Ms. Kingston proceeded to explain that not only is the Harper government suppressing government information, it is deleting it so that it will never be available to anyone; and the government is actually changing some of the wording of the information that is available, which, of course, alters the meaning of the message.

“The government has centralized our websites into one portal, and in the process about 60 per cent of our information is gone. Where it's gone no one is quite sure; we do not have any records of what's been lost and what's been kept. This means the government can update websites capriciously; we don't know. I've read examples of certain language being changed without any chronology.”

At a time when other governments and businesses are trying to get as much information as possible, Chris Turner, author of The War on Science, told Steve Paikin that “this is a government that has deliberately over its 10 years in power, reduced the amount of information it considers when it make policy. It comes to a point of fundamental dislike and distrust of outside expertise.”

Mr. Turner added that the Harper government is not only suppressing information about how policy is formulated, but it is also attempting to prevent civil servants, senior bureaucrats and even junior MP's from saying things which were inconsistent with the government line.

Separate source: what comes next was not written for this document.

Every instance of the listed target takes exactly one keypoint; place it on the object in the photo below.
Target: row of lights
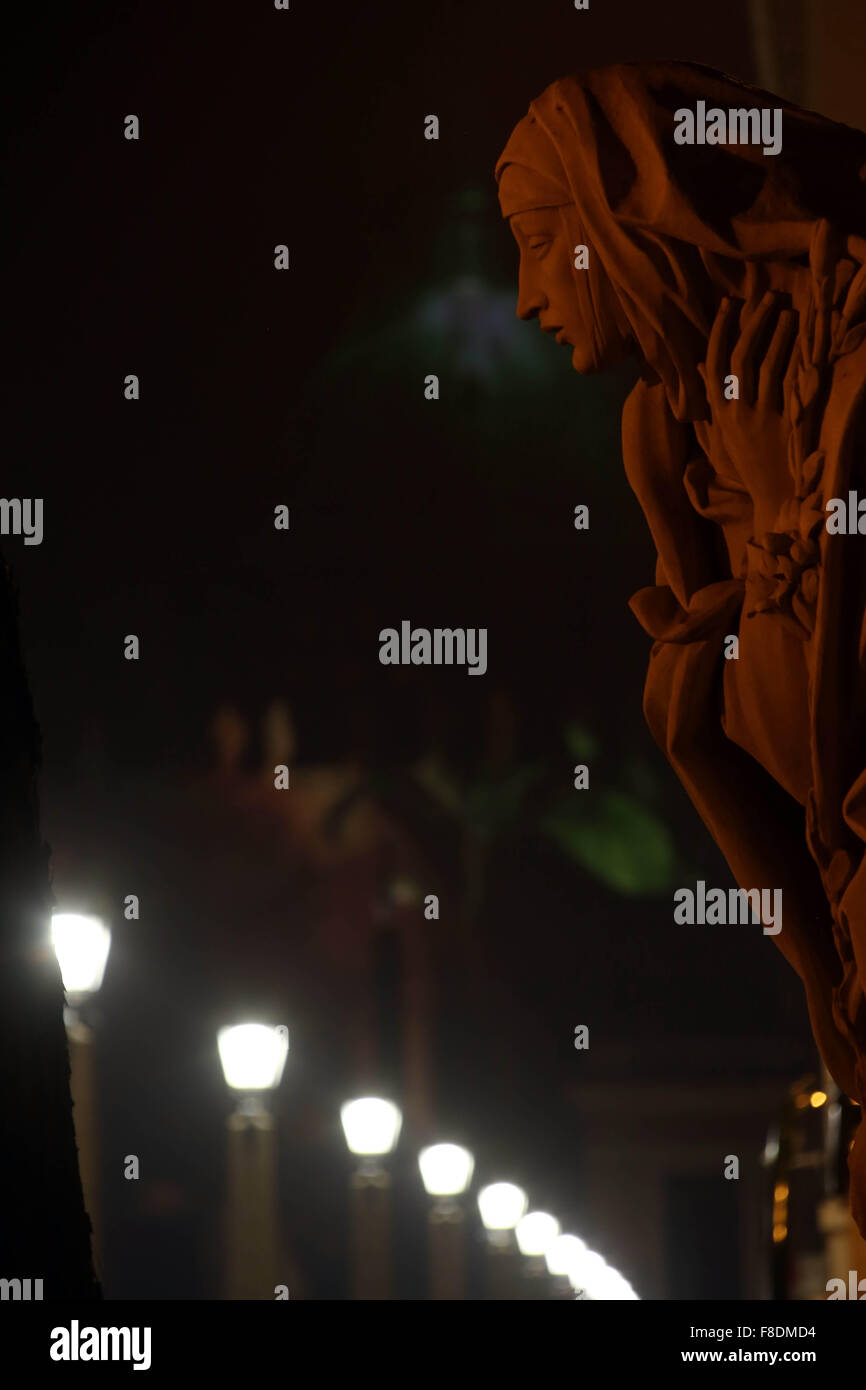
(253, 1058)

Michael Den Tandt, national political columnist with the National Post, told the panel that the real danger in this is when you get policy making divorced from verifiable information. He gave the example of “The Safe Streets” legislation, which he said the government called, ”throwing heinous criminals away forever.”

“As we know from Stats Canada data, the violent crime rate in Canada has been dropping for 40 years, so if somebody has that information on and throws up a counter narrative, it makes it harder for the government to pass legislation on gut feeling; and a lot of what the Conservative government has done successfully for the last ten years is draft legislation based on gut feeling.

Even if a new government takes power and restores the long-form census, Mr. Turner said much of the damage will remain. 

“You would still have this gap or hole and statisticians and other people who use this data are going to have to figure out how to cover over it. A lot of the scientific research this government has repressed. It's not that you can't start it up again; it's that you've really compromised the quality of it unnecessarily. There is going to be some lasting effects of having been so reckless with how the government gathers information."

Ms. Kingston  elaborated on Mr. Turner's comments. "We don't  have continuity with new numbers and old numbers, so that's all going to have to be recalibrated, in a sort of Orwellian sense, where we create our history as such ."

Mr. Den Tandt intimated that if this trend of controlling, deleting and modifying information continues, it may escalate in the future, compromising the rights of Canadians as a whole.

"Once we get into governments partnering with companies like Google and Facebook, that have enormous access to private data and are acquiring it now with no public oversight at all, then we're getting into really uncharted territory; and I think that should raise a lot of civil libertarian concerns."